Prognostic factors for chronic headache – a systematic review Can we identify factors predicting prognosis and influencing response to preventive interventions for chronic headache?

Talk Code: 
Martin Underwood
Katrin Probyn, Hannah Bowers, Dipesh Mistry, Fiona Caldwell,Martin Underwood, Manjit Matharu, Tamar Pincus on behalf of the CHESS team
Author institutions: 
1. Department of Psychology, Royal Holloway, University of London, Egham Hill, Egham, Surrey, TW20 0EX, UK. 2. Warwick Clinical Trials Unit, Warwick Medical School, University of Warwick, Coventry, CV4 7AL, UK. 3.Headache Group, Institute of Neurology and The National Hospital for Neurology and Neurosurgery, Queen Square, London, WC1N 3BG. UK


A wide range of demographic, clinical, psychological and social factors may affect prognosis and treatment outcome for people with chronic headache. Our aims were to identify predictors of prognosis and trial outcomes in prospective studies of people with chronic headache


A systematic review of published literature in peer-reviewed journals. We included a) randomised controlled trials (RCTs) of interventions for chronic headache that reported subgroup analyses and b) prospective cohort studies, published in English, since 1980. Participants included adults with chronic headache (including: chronic headache, chronic migraine, chronic tension-type headache with or without medication overuse headache respectively).

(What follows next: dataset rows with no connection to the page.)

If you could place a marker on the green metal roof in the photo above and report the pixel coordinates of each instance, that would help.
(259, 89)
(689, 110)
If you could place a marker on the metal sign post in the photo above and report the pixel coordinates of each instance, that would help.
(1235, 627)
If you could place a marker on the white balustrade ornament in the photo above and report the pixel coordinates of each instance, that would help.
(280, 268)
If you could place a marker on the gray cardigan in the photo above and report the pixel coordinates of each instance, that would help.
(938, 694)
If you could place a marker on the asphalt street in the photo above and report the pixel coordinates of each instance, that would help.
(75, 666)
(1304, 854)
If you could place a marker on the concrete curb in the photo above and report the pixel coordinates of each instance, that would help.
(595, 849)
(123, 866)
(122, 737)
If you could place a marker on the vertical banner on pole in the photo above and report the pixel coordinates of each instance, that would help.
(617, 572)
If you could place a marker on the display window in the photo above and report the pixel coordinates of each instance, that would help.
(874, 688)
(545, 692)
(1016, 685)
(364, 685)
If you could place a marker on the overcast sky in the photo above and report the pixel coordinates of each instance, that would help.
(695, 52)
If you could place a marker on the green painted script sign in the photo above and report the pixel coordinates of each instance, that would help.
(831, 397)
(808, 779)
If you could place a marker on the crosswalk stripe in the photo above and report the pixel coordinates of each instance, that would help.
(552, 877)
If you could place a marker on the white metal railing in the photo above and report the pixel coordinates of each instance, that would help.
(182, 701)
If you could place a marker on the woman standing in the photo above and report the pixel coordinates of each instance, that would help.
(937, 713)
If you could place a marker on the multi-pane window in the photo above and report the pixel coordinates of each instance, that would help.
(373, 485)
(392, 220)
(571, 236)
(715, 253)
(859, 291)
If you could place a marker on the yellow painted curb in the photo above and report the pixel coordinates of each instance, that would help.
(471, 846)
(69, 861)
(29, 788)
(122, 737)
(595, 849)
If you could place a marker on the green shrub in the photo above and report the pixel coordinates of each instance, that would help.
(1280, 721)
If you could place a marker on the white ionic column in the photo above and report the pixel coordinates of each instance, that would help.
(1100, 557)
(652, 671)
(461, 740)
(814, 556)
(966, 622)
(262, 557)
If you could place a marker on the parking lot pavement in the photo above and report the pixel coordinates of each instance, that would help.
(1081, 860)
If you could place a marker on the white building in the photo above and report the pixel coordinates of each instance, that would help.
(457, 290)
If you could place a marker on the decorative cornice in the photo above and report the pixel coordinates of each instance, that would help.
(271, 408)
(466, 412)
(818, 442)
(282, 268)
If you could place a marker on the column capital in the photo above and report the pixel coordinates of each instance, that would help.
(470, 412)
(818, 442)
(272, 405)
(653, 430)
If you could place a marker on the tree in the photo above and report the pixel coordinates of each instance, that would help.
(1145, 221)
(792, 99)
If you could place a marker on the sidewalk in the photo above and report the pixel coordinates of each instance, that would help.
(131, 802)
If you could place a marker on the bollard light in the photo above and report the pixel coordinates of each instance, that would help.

We searched key databases, two reviewers independently extracted data, assessed the methodological quality of studies and overall quality of evidence identified using appropriate published checklists



We identified 16556 titles, removed 663 duplicates, and reviewed 233 papers, of which 27 were included in the review - 17 prospective cohorts and 10 RCTs with subgroup analyses reported.

There was moderate quality evidence indicating that depression, anxiety, poor sleep and stress, medication overuse and self-efficacy for managing headaches are potential prognostic factors in chronic headache. There was inconclusive evidence about treatment expectations, age, age at onset, body mass index (BMI), employment and several headache features.



This review has identified several potential predictors of poor prognosis and worse outcome post interventions in people with chronic headache. The majority of these are modifiable. The findings also highlight the need for more longitudinal high quality research of prognostic factors in chronic headache

Submitted by: 
Katrin Probyn
Funding acknowledgement: 
This research was funded by the NIHR Programme Grants for Applied Research programme (RP-PG-1212-20018). The views expressed in this publication are those of the author(s) and not necessarily those of the NHS, the NIHR or the Department of Health.